福岡県中間市の私立双葉保育園で2021年7月、園児の倉掛冬生ちゃん(当時5歳)が送迎バスに約9時間取り残され、熱中症で死亡した事件から29日で5年となった。園が駐車場に設置している献花台には遺族や市民らが訪れ、冥福を祈った。
兄が献花「今は冬生の分までサッカー」
献花台には冬生ちゃんの遺影が置かれ、園関係者や住民らが飲み物やお菓子を供えて手を合わせた。冬生ちゃんの兄(16)も訪れ、「一緒にサッカーやゲームをよくしていて、事件の少し前も今度一緒に遊ぼうと話していた」と振り返った。事件当日にバスが置かれていた場所に線香を供え「5年間、本当につらい日々だ。今は冬生の分までサッカーを頑張っています」と語った。

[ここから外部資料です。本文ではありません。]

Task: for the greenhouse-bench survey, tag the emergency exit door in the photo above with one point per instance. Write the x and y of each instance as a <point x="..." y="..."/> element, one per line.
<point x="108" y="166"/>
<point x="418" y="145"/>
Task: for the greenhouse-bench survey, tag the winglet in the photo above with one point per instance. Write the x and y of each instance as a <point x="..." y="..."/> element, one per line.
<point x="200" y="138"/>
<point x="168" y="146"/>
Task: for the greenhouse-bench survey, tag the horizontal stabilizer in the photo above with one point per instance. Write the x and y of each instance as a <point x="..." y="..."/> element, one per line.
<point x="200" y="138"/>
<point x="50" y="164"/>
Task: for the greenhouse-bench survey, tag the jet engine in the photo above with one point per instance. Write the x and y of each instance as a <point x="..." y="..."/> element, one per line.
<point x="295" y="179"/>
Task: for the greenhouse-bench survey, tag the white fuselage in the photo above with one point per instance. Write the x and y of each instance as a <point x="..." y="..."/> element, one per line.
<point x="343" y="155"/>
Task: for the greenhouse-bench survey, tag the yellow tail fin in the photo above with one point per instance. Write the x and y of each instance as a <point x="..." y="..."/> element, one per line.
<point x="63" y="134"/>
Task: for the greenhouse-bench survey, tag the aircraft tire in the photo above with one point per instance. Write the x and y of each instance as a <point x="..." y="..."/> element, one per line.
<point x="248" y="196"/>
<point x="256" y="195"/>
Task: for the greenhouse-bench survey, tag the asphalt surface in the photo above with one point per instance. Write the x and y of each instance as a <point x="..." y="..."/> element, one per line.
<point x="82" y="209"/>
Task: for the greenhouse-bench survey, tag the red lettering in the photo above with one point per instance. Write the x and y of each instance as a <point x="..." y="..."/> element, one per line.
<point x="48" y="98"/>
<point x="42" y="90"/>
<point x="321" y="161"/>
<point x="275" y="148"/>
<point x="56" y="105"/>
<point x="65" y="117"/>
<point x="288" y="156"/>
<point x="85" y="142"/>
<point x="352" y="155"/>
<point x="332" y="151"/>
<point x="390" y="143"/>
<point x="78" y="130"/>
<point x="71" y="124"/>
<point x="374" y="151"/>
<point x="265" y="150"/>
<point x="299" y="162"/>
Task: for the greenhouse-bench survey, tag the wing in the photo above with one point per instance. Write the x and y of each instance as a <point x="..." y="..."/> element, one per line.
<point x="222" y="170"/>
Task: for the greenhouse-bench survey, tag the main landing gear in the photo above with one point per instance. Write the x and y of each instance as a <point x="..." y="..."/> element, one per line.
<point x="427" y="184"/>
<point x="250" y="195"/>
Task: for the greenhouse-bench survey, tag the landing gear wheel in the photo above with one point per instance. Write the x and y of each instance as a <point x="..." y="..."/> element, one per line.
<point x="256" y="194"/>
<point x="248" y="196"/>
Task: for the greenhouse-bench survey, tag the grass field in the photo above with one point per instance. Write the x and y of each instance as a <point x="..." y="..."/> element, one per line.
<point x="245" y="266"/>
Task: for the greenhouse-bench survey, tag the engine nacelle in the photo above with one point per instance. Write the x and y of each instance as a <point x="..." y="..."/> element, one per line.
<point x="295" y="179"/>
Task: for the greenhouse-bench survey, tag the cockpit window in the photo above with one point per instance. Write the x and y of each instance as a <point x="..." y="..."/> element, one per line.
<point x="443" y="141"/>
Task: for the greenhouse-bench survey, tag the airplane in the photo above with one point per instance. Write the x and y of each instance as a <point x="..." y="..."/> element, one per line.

冬生ちゃんと同い年の息子がいるという、同県直方市の保育士の女性(48)は「安らかに眠ってほしいと思いながら手を合わせました」と話した。
安全装置義務化も置き去り後絶たず
冬生ちゃんの事件後、22年9月に静岡県牧之原市でも同様の事件が起きたことを受け、国は23年4月、通園バスに安全装置の設置を義務化した。だが、教育現場では現在も子どもがバスに置き去りにされる事案が続いており、一般家庭でも子どもを車内に放置する事案が後を絶たない。